胡大力说:“我也不知道啊,我就跟马克说,我想回胡家村,我是胡家村的人。马克就给我找了一辆车,把我带回来了。”
“我在半路上看见你的面包车了,我就找人打听了一声,听说你们和翟富生在一块呢,我就来他们家了。翟富生他爹挺客气的,让我吃了饭,又让我躺床上睡了。哎?他们没跟你说我来了?”
我摇了摇头:“没有。”
胡大力揉了揉眼睛,对我说:“初九,你知道赵先生和夏心在哪吗?”
我说:“我不知道,我也四处找他们呢。”
胡大力脸上露出得意的神色来,他嘿嘿一笑:“你不知道啊?我知道。”
我惊奇的看着他:“你知道?”
胡大力点了点头:“嗯,我知道。我刚才还见他们了,你要不要去?我带你去看看。”
我大喜过望,连忙点头答应了。
胡大力披了件外套就打开房门要下楼,我连忙拽住他:“你小心点,别打草惊蛇。”
胡大力奇怪的看着我:“什么打草惊蛇?”
我不知道怎么跟他解释,只能由他去了。我们要下楼找赵先生,楼梯是必经之处。既然无论如何都得面对翟父,那我就硬着头皮下去吧。
我们下楼之后,翟父果然问:“怎么不睡觉了?”
胡大力说:“出去透透气。”
翟父点了点头,居然没说什么。
我跟着胡大力到了院子里面,然后绕着屋子转了半圈,我发现这屋子后面还有一个后院。
这院子里面同样种着花,只是这些花和前院的大不相同。这里的花大半已经枯萎了,就算是勉强支撑着的那些,也枝叶枯黄,一副营养不良的样子。
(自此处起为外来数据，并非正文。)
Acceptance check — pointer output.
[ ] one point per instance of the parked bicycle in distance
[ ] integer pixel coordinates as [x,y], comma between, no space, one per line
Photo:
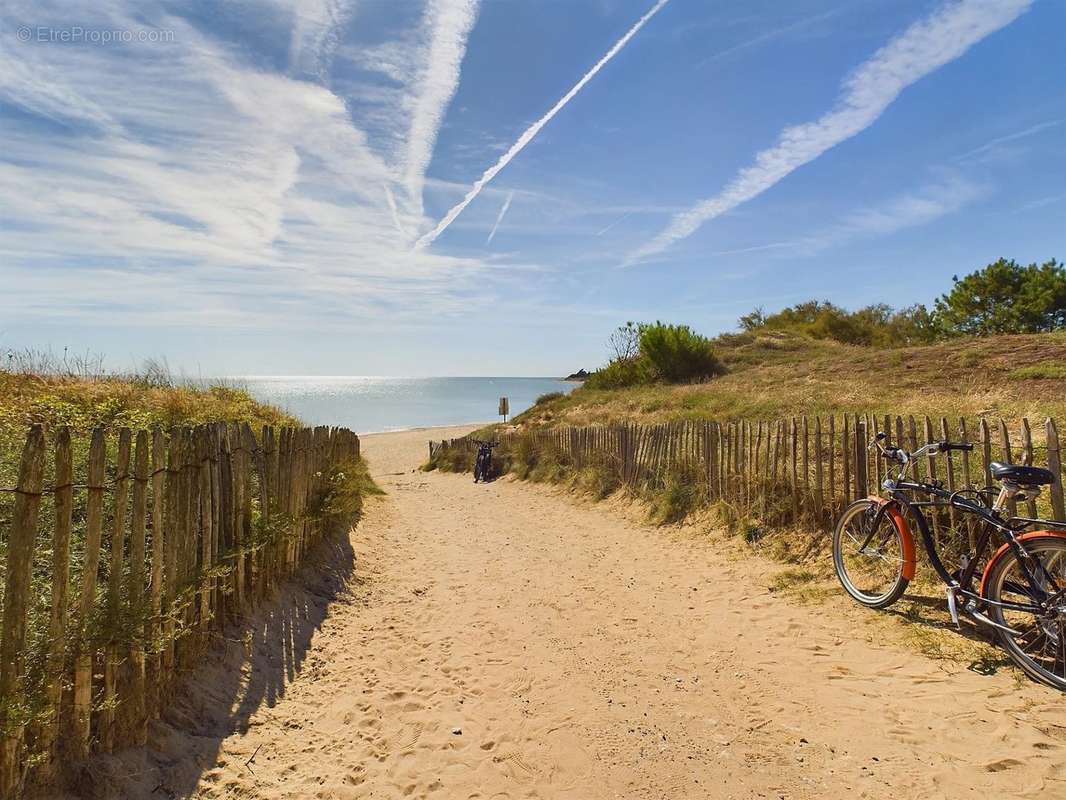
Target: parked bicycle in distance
[1021,591]
[483,464]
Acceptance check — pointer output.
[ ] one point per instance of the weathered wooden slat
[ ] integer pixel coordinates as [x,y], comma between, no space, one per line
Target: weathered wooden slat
[49,730]
[1054,464]
[115,605]
[16,605]
[1027,459]
[83,660]
[136,718]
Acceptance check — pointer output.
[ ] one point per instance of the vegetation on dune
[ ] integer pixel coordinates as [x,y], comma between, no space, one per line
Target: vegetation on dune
[39,388]
[995,345]
[657,353]
[1002,298]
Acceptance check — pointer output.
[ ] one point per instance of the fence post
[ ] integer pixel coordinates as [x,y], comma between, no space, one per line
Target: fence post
[135,713]
[16,604]
[61,582]
[860,463]
[1054,464]
[159,534]
[114,602]
[949,466]
[1027,459]
[1005,442]
[848,447]
[83,662]
[819,496]
[832,466]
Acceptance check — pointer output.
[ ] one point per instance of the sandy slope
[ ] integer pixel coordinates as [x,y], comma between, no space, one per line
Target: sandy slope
[506,641]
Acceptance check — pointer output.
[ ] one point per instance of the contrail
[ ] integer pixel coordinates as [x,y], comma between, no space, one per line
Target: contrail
[921,49]
[624,217]
[499,219]
[392,207]
[526,138]
[450,22]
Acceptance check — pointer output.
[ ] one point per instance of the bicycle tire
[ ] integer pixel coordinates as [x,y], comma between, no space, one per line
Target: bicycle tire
[1050,630]
[894,585]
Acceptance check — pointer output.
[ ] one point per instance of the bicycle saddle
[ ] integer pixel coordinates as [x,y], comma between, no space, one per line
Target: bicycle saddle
[1021,475]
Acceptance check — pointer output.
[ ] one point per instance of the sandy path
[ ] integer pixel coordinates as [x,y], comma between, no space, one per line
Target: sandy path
[507,641]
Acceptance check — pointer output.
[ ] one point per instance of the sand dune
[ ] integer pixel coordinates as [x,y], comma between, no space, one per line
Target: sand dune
[507,641]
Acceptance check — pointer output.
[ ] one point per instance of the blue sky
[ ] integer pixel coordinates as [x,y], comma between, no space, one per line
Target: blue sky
[278,186]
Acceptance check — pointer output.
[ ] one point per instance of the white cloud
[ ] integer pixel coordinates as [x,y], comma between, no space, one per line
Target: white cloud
[449,24]
[922,206]
[997,143]
[187,182]
[922,48]
[499,218]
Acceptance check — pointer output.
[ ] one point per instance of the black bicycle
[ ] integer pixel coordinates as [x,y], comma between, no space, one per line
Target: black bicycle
[1021,590]
[483,464]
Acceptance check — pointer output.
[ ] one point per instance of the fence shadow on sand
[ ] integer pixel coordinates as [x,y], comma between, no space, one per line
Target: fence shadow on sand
[249,666]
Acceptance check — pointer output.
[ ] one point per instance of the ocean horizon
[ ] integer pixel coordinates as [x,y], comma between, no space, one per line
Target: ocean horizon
[383,403]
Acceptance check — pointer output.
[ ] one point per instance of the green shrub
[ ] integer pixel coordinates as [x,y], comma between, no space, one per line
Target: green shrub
[620,373]
[548,397]
[677,354]
[1044,371]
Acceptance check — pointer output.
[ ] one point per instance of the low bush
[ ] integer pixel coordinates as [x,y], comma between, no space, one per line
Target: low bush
[548,397]
[1046,371]
[677,354]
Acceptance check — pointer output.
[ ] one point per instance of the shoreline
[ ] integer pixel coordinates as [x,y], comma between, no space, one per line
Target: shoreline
[418,428]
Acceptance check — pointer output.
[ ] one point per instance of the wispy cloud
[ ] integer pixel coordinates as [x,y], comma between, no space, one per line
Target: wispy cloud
[499,217]
[611,225]
[188,184]
[531,132]
[773,34]
[922,48]
[315,33]
[1000,141]
[939,197]
[449,22]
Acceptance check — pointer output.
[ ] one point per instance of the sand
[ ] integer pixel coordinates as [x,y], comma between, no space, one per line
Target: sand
[511,641]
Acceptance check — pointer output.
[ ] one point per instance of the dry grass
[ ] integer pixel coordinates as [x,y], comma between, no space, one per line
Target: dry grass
[774,376]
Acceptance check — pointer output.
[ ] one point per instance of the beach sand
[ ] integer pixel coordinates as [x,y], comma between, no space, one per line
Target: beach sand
[507,640]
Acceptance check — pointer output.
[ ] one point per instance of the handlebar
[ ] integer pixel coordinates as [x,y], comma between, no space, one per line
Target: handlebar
[902,457]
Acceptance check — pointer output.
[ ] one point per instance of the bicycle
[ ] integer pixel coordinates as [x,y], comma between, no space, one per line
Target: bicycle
[1021,594]
[483,464]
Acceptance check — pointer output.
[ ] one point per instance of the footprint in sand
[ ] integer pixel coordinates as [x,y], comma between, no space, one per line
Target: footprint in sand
[1001,765]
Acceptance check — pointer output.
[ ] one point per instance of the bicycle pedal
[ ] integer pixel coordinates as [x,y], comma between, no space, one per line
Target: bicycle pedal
[953,607]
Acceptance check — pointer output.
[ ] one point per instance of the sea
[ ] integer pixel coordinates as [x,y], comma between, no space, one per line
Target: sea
[369,404]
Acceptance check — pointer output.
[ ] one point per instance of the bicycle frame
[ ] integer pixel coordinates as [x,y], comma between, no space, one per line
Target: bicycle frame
[994,522]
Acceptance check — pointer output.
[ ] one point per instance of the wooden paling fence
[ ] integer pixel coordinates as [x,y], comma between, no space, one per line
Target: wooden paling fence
[119,563]
[802,469]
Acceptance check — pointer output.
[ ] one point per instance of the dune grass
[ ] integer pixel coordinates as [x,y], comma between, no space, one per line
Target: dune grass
[773,376]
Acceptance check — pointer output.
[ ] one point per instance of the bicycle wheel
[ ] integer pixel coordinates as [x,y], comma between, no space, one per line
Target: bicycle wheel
[1039,645]
[872,573]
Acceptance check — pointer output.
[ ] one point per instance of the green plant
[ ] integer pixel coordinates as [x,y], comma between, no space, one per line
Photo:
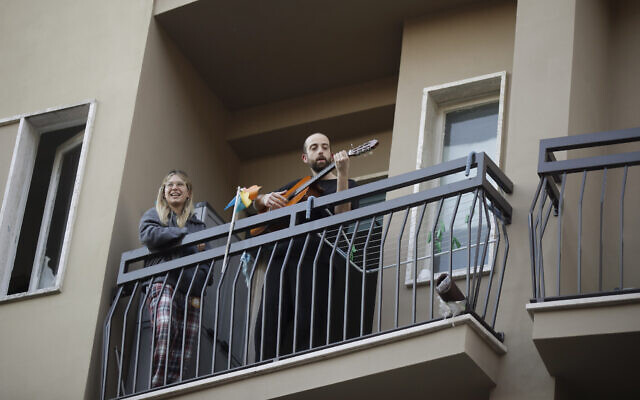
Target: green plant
[439,236]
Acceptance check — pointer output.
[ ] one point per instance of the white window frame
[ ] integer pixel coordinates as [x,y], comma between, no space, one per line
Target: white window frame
[437,101]
[31,127]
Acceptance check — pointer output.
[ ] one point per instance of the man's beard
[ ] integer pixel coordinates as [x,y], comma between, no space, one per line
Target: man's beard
[317,168]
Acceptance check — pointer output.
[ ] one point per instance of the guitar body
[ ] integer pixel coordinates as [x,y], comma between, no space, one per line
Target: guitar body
[306,186]
[294,198]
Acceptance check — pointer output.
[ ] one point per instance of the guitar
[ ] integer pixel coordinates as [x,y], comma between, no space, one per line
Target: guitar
[305,186]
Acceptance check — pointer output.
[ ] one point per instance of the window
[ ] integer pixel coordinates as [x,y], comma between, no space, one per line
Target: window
[457,118]
[40,198]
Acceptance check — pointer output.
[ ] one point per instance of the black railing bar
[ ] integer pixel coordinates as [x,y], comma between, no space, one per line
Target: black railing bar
[453,219]
[313,287]
[497,200]
[560,214]
[590,163]
[386,207]
[380,274]
[493,265]
[264,300]
[484,252]
[233,308]
[602,198]
[297,295]
[397,303]
[346,284]
[223,274]
[140,311]
[173,296]
[185,316]
[624,184]
[544,227]
[433,243]
[124,332]
[551,158]
[283,269]
[472,299]
[584,181]
[364,277]
[501,280]
[468,282]
[202,303]
[245,355]
[105,341]
[153,330]
[415,264]
[487,166]
[330,285]
[587,140]
[532,241]
[538,230]
[119,362]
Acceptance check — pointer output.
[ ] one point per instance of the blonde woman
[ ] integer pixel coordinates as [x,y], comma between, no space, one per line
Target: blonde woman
[161,228]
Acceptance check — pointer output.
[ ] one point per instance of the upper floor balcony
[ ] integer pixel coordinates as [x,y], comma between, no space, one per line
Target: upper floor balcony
[402,293]
[586,284]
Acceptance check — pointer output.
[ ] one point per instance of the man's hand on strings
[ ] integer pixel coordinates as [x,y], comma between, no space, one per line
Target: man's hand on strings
[341,159]
[272,201]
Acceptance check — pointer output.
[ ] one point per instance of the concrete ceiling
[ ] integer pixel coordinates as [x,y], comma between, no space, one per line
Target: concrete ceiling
[256,52]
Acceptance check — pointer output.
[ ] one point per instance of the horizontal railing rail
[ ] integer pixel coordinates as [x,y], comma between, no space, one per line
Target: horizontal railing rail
[318,282]
[587,195]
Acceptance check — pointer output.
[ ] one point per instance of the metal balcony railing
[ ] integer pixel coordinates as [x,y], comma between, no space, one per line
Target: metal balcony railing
[584,254]
[369,271]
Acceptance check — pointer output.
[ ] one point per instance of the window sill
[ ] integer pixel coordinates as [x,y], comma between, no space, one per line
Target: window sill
[28,295]
[424,276]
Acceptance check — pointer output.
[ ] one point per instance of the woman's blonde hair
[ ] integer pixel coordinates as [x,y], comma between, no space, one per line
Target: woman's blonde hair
[162,207]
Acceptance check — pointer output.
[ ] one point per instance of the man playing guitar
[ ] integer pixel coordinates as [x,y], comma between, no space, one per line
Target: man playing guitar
[316,153]
[295,290]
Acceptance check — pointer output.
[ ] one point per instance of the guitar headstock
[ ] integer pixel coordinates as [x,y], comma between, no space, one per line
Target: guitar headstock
[363,148]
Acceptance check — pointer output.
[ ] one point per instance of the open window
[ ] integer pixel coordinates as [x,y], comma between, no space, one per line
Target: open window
[40,199]
[457,118]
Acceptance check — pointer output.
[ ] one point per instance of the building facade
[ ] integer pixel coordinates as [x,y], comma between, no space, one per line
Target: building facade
[115,94]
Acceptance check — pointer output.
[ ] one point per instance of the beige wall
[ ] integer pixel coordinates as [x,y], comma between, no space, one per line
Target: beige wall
[63,53]
[453,46]
[539,108]
[443,48]
[8,135]
[178,124]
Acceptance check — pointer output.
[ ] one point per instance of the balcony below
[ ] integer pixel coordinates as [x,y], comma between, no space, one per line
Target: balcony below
[590,343]
[427,360]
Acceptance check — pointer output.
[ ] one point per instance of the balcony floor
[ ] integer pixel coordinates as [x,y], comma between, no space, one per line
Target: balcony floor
[591,343]
[428,360]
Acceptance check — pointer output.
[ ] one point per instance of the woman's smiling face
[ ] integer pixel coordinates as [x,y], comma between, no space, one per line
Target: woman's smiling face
[176,193]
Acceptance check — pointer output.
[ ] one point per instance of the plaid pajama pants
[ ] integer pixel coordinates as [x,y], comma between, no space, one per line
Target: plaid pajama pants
[168,331]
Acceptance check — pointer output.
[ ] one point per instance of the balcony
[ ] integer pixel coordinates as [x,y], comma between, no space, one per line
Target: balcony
[381,296]
[586,281]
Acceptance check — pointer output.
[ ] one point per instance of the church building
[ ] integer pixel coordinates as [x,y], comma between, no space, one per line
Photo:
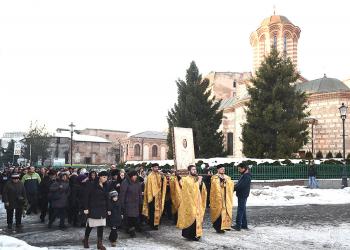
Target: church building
[324,95]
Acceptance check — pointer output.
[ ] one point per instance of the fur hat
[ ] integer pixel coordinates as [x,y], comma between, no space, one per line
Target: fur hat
[113,194]
[114,172]
[83,171]
[102,173]
[219,166]
[132,173]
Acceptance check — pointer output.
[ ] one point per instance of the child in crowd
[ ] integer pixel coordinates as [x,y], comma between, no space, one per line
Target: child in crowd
[115,219]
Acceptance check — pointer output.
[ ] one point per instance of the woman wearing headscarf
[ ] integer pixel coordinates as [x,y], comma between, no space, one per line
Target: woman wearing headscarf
[96,207]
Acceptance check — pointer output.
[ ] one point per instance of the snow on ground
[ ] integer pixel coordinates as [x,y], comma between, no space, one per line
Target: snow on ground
[260,237]
[297,195]
[7,243]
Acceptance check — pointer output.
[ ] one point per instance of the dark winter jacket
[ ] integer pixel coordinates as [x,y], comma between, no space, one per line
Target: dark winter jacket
[115,219]
[14,194]
[81,194]
[31,183]
[312,171]
[242,187]
[96,200]
[58,194]
[44,187]
[3,179]
[130,197]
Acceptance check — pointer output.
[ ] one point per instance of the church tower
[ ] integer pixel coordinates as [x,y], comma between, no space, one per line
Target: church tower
[278,32]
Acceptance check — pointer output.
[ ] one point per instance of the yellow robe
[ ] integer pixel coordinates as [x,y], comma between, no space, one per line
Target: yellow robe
[175,193]
[192,206]
[221,204]
[154,189]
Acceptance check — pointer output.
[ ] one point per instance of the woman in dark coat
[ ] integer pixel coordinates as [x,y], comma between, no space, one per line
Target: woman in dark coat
[14,197]
[58,196]
[115,219]
[96,204]
[131,199]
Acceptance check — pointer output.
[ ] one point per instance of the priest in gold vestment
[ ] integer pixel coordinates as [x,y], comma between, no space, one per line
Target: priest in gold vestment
[221,200]
[154,197]
[175,194]
[192,206]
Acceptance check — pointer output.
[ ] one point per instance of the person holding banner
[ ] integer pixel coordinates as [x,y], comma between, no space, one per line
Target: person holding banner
[221,196]
[154,197]
[192,207]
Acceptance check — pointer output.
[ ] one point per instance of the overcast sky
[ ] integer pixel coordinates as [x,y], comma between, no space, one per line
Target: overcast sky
[113,64]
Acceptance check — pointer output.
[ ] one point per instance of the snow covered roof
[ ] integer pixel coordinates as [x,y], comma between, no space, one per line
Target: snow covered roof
[80,137]
[151,135]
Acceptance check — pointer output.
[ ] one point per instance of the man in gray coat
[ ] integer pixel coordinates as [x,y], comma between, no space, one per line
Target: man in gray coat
[58,197]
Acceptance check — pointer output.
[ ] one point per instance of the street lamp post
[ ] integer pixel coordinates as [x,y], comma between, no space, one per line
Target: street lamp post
[343,109]
[71,142]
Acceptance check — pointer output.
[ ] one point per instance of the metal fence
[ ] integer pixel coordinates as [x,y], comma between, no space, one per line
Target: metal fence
[267,172]
[298,171]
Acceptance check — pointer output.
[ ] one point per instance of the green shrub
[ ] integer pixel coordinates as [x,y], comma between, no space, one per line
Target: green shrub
[309,155]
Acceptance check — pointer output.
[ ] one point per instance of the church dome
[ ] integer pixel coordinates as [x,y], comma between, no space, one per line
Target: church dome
[275,19]
[323,85]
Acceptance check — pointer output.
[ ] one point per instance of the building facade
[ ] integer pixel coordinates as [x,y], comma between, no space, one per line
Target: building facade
[324,95]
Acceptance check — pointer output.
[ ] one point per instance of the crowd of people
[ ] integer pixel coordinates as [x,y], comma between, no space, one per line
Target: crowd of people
[125,199]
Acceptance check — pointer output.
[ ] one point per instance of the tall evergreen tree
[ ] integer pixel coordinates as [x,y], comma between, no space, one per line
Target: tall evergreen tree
[195,109]
[275,125]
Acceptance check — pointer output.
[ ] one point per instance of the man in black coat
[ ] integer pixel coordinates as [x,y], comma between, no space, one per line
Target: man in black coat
[14,198]
[44,186]
[131,199]
[242,188]
[58,195]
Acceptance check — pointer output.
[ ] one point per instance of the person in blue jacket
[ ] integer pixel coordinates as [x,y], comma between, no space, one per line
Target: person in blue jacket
[242,188]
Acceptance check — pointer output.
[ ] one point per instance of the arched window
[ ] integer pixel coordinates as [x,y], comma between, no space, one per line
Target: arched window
[275,42]
[137,150]
[154,151]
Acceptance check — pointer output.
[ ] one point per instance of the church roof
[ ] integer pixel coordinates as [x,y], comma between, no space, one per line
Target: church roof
[322,85]
[151,135]
[275,19]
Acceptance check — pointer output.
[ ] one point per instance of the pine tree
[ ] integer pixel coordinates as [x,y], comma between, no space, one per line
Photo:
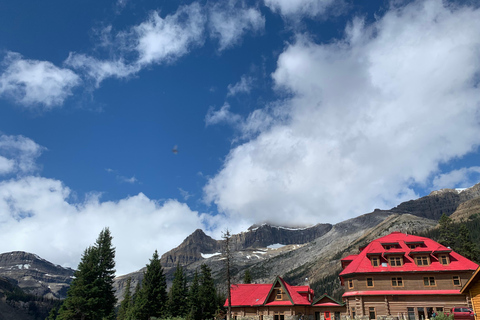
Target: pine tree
[91,294]
[447,231]
[126,304]
[194,307]
[247,278]
[177,302]
[207,293]
[152,298]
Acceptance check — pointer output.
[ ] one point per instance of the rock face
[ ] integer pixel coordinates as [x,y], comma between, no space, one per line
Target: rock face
[35,275]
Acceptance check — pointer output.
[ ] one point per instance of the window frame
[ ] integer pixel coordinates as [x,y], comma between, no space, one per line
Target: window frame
[458,279]
[427,282]
[370,278]
[394,258]
[447,259]
[423,259]
[398,282]
[350,284]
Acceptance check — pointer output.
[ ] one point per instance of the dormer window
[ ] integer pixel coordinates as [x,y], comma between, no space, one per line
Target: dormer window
[422,260]
[395,261]
[279,295]
[444,259]
[414,245]
[388,246]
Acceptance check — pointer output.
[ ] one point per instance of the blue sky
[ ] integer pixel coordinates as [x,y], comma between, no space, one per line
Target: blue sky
[287,112]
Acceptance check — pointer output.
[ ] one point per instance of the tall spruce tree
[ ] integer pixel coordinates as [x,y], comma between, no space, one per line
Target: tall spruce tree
[177,300]
[152,298]
[194,304]
[126,304]
[91,294]
[208,301]
[247,278]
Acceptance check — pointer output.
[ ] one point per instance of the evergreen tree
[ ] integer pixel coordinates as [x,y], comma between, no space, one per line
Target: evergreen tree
[126,304]
[152,298]
[465,246]
[177,303]
[207,293]
[447,231]
[91,294]
[247,278]
[194,307]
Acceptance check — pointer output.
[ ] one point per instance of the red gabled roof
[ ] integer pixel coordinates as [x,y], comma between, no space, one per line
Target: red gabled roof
[257,294]
[400,292]
[362,264]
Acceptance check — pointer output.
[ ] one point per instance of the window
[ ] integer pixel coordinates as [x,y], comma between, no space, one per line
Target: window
[429,281]
[397,282]
[395,261]
[369,282]
[279,295]
[279,316]
[422,260]
[444,259]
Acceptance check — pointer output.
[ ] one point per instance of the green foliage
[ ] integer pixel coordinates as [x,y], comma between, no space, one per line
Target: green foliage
[177,300]
[127,302]
[207,291]
[247,277]
[151,300]
[194,304]
[91,294]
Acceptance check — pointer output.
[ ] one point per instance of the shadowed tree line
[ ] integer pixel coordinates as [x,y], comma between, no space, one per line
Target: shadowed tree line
[91,294]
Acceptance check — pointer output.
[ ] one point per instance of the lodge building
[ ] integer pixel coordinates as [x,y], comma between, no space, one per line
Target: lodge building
[395,277]
[404,276]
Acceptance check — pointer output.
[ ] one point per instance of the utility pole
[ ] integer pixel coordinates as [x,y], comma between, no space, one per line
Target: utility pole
[226,236]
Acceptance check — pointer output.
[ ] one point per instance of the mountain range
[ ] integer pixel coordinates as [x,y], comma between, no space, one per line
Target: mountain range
[301,255]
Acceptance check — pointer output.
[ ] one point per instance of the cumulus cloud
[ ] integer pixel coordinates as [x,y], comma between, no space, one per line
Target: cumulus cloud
[37,216]
[18,155]
[35,83]
[159,40]
[370,116]
[243,86]
[230,20]
[309,8]
[460,178]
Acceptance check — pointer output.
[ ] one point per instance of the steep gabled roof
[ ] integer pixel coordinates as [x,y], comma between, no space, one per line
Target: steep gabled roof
[475,277]
[362,264]
[326,301]
[258,294]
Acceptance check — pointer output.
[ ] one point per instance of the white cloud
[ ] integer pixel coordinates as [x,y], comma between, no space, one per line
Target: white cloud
[370,115]
[33,82]
[309,8]
[99,70]
[36,216]
[18,154]
[460,178]
[230,20]
[243,86]
[222,116]
[160,40]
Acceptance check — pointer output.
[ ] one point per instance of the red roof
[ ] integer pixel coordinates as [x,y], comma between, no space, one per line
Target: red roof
[400,292]
[362,264]
[257,294]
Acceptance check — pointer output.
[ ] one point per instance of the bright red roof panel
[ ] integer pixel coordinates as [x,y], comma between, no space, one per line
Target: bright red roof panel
[362,264]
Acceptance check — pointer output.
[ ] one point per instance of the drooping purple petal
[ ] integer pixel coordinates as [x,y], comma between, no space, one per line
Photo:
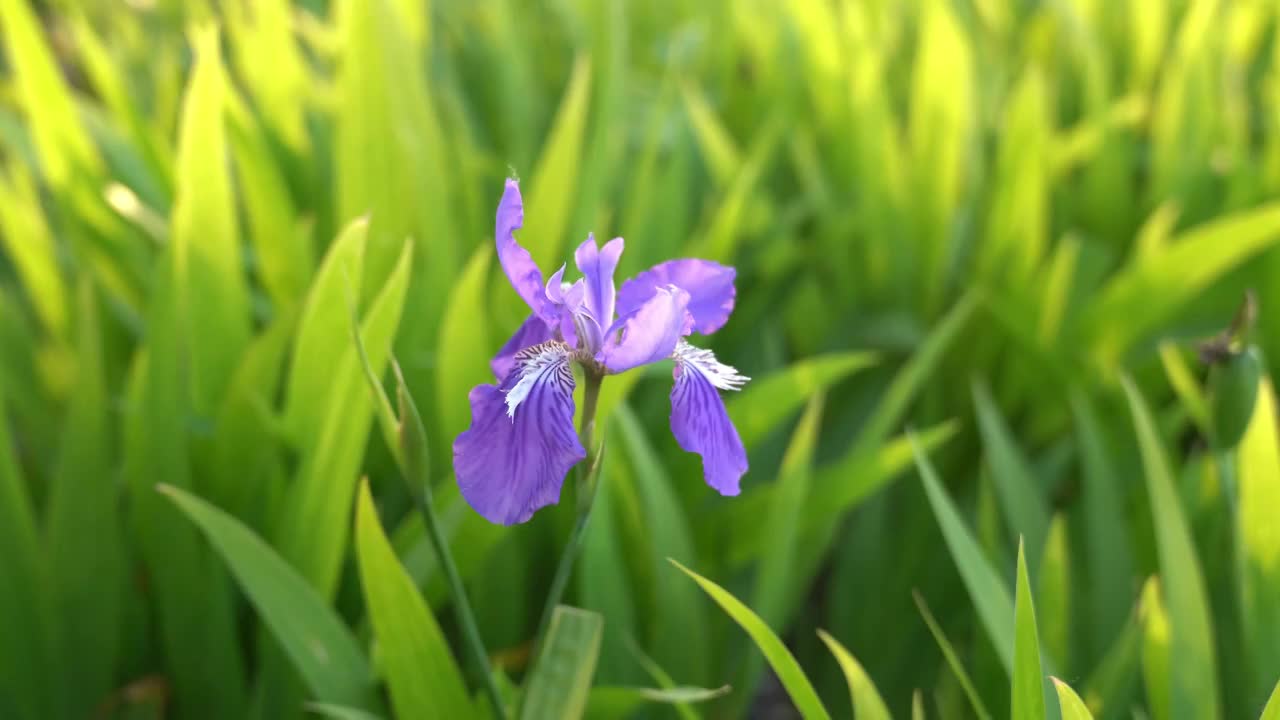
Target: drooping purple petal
[516,261]
[513,458]
[699,420]
[597,267]
[649,333]
[709,287]
[533,331]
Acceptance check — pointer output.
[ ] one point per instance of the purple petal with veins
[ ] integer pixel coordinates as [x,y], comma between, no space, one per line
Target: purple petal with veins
[521,443]
[598,267]
[699,420]
[709,287]
[516,261]
[649,333]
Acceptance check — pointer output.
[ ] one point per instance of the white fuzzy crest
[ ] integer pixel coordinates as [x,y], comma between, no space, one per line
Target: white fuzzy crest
[533,361]
[725,377]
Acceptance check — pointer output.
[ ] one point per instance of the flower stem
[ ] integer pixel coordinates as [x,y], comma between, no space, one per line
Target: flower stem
[585,482]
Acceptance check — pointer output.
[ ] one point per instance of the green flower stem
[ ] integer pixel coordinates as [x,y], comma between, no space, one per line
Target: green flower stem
[585,482]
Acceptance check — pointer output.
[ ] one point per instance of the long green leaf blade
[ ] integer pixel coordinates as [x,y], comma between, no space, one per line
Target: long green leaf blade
[562,675]
[1193,664]
[421,673]
[318,643]
[784,664]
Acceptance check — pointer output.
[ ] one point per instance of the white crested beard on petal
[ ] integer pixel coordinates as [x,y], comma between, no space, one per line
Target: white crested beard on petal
[723,377]
[533,364]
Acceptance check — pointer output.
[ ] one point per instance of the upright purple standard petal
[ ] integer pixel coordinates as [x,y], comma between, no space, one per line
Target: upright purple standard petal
[513,458]
[699,420]
[597,267]
[709,287]
[533,331]
[649,333]
[516,261]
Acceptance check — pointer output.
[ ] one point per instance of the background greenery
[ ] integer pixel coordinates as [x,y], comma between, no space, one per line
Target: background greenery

我吸了吸鼻子,闻到了一股怪味,像是粪肥。这么说来,这些花肥料挺充足啊,怎么长势这么差劲?
我自言自语的嘀咕了几句,胡大力说:“我知道为什么。”
我问:“为什么?”
胡大力说:“翟富生他们家人聊天的时候我听见了。说前院不能上肥,上了肥太臭,没面子,所以给后院上肥。后院的这些花,其实把养分都给了前院的花。”
胡大力挠了挠头,说道:“我也不知道什么意思。反正后院的花吸收养分,但是不是给它们自己用的,是给前面的花用的。”
我点了点头,心想:“这些花的生长模式,和翟富生身体里面的东西一模一样啊。”
我本想绕开这些花,因为不用想也知道,里面有不少大粪。万一踩一脚上去,那可真够恶心的。
但是胡大力执意要从花丛中间走,说可以抄近道。我有点纳闷,这么个小院有必要抄近道吗?
我看见他所过之处,花径折断,花瓣纷纷落地,又被鞋底踩进泥土里。我心中只有一个词可以来形容这景象:辣手摧花。
我用手机照亮,小心翼翼的避开地上的脏东西,走的很谨慎,大概两分钟后,胡大力停下来了,对我说:“咱们到了。”
我抬头一看,前面有一道月亮门。月亮门后面放着一张石桌,还有几间屋子。
我纳闷的问胡大力:“他们在这里边?”
胡大力点了点头:“是啊,是啊。”
我又问:“怎么刚才没看见这道门?”
胡大力说:“被花挡住了。”
我回头看了看,那些花确实有些高。胡大力站在门口,对我说:“快进去吧。”
我说:“你在前边,我跟着你。”
胡大力打了个哈欠说:“我还得睡觉呢,你自己去吧。”
我答应了一声,就朝月亮门走过去,在经过他身边的时候,我悄悄地把匕首拿出来,然后猛地刺在了他的肋骨上。
胡大力惨叫了一声,这声音听得我一阵内疚。我没有看到任何魂魄从他的身体里面被逼出来。而他的眼神也没有发生变化。
我心里有点发慌:难道我判断错了,他并没有被鬼上身?
虽然心里抱着这种想法,但是我没有把匕首拿开,而是向上挪了挪,抵在他的心口上。
胡大力瞪着眼睛问我:“初九,你干嘛?”
我说:“你不是胡大力。”
胡大力说:“你开什么玩笑?我就出门两三天,你不认识我了?”
我摇了摇头,对胡大力说:“你不是胡大力,你虽然在努力地装傻,但是我看得出来,你不是真傻。”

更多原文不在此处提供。